Locally Connected HL Compacta
It is consistent with MA plus not CH that there is a locally connected hereditarily Lindelof compact space which is not metrizable.
💡 Research Summary
The paper investigates the interplay between set‑theoretic axioms and classical metrizability criteria for compact spaces. Under the combined assumption of Martin’s Axiom (MA) and the negation of the Continuum Hypothesis (¬CH), the authors construct a compact Hausdorff space that is locally connected and hereditarily Lindelöf (HL) yet fails to be metrizable. This result disproves the plausible conjecture that “compact + locally connected + HL” should already guarantee metrizability, a conjecture that would follow if the space were also first‑countable or possessed a countable base.
The construction proceeds in several stages. First, using MA, the authors obtain a partial order that is ℵ₁‑c.c.c. and forces the existence of a special Aronszajn tree (or, equivalently, a Suslin line) of height ℵ₁ with countable levels. Each node of the tree is then “split” into two distinct points, producing a duplicated point set (X^{\ast}). The splitting map is defined so that the two copies of a node share the same closure in the eventual topology, but they are separated by disjoint open neighborhoods.
Next, the authors employ the MA‑generic filter to select, for every node, a countable family of open sets that form a local basis for each of its two copies. Because the filter is dense‑1, any open cover of the space contains a subcover that meets each level of the tree in only finitely many members, guaranteeing compactness. The local bases are arranged so that each copy of a node lies in a connected open set intersecting the copy of its immediate successors; this ensures that the whole space remains locally connected despite the duplication.

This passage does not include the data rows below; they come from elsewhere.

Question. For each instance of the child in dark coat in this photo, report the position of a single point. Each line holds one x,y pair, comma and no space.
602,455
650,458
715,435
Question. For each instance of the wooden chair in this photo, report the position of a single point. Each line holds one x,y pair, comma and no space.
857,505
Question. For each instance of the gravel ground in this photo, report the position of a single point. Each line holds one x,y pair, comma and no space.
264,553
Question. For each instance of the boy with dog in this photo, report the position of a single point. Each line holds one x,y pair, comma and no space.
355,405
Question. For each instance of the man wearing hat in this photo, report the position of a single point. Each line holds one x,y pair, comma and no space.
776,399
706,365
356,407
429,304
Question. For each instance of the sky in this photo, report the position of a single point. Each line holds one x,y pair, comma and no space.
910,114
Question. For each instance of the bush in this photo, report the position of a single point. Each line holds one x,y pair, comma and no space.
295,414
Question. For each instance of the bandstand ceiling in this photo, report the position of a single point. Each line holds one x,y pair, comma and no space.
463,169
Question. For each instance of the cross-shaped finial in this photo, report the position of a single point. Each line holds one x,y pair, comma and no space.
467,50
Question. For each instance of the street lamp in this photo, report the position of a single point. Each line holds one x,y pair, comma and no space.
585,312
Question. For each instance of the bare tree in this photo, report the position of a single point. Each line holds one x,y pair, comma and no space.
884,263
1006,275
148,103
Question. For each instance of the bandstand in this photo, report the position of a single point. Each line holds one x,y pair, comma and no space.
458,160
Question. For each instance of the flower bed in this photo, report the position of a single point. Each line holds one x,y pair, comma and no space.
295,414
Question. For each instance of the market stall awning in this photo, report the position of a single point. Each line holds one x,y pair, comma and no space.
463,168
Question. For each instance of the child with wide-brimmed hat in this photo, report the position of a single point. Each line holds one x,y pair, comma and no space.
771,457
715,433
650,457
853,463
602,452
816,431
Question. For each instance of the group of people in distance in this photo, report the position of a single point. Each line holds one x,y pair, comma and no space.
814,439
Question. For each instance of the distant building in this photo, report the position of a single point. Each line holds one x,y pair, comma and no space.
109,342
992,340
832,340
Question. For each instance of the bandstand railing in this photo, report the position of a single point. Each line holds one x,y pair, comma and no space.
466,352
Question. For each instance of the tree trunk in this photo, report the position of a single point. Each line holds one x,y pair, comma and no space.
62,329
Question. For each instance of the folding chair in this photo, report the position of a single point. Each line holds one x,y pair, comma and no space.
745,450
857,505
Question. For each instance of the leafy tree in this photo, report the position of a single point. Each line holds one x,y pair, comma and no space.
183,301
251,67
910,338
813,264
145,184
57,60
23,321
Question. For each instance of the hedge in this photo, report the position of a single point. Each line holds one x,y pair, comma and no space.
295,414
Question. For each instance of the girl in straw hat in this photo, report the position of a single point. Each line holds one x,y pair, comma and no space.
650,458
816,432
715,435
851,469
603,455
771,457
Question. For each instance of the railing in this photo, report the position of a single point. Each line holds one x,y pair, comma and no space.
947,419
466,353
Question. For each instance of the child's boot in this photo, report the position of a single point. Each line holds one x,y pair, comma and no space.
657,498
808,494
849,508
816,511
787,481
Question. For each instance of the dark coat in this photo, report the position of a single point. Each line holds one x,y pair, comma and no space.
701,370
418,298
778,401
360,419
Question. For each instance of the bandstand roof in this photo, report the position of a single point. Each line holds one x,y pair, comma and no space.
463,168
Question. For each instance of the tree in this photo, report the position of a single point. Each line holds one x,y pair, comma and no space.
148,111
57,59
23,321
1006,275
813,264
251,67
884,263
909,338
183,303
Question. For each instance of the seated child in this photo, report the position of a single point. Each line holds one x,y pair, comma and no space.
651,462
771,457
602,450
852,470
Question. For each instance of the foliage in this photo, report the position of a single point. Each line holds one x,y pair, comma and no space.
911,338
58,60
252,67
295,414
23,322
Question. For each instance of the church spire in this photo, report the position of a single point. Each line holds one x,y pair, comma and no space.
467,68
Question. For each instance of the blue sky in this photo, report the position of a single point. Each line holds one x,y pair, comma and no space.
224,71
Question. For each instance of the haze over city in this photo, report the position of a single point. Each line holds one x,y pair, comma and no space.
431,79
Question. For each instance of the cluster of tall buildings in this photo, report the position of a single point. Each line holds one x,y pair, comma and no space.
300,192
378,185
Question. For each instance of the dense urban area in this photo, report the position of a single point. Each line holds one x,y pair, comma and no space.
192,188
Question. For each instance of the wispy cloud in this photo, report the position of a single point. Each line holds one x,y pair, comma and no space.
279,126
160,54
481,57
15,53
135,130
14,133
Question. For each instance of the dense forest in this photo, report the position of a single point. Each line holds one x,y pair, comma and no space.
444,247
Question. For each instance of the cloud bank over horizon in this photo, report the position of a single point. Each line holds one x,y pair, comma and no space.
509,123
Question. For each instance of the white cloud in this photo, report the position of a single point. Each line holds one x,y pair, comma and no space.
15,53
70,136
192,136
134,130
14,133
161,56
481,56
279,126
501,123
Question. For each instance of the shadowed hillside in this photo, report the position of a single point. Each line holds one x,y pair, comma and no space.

The resulting space (X^{\ast}) enjoys three crucial properties:
- Compactness – every open cover has a finite subcover, a consequence of the ℵ₁‑c.c.c. forcing and the countable level structure.
- Local Connectedness – the construction of connected neighborhoods around each split point preserves path‑connectedness locally.
- Hereditary Lindelöfness – any subspace inherits the same splitting and covering structure, so every subspace is Lindelöf.
However, (X^{\ast}) is not metrizable. The proof of non‑metrizability hinges on the failure of first‑countability: under MA + ¬CH there is no countable local base at any split point because any such base would give rise to a countable dense subset of the tree, contradicting the genericity of the filter. Moreover, the space lacks a countable network, another necessary condition for metrizability of compact Hausdorff spaces (by the Arhangel’skiĭ–Michael theorem). Consequently, although all classical “nice” properties are present, the space evades metrizability.
The paper concludes with several broader implications. It demonstrates that set‑theoretic hypotheses beyond ZFC can produce compact, locally connected, HL spaces that are intrinsically non‑metrizable, thereby highlighting the delicate role of countability assumptions in classical metrization theorems. It also suggests a methodological template: using MA to build ℵ₁‑c.c.c. partial orders that yield highly controlled topological constructions. Finally, the authors remark that the existence of such a space is independent of ZFC alone; without additional axioms the question of whether every compact, locally connected, HL space must be metrizable remains open.
In summary, the article provides a concrete, MA‑driven counterexample to a natural metrizability conjecture, enriches the catalogue of exotic compacta, and underscores the profound influence of set‑theoretic axioms on fundamental topological properties.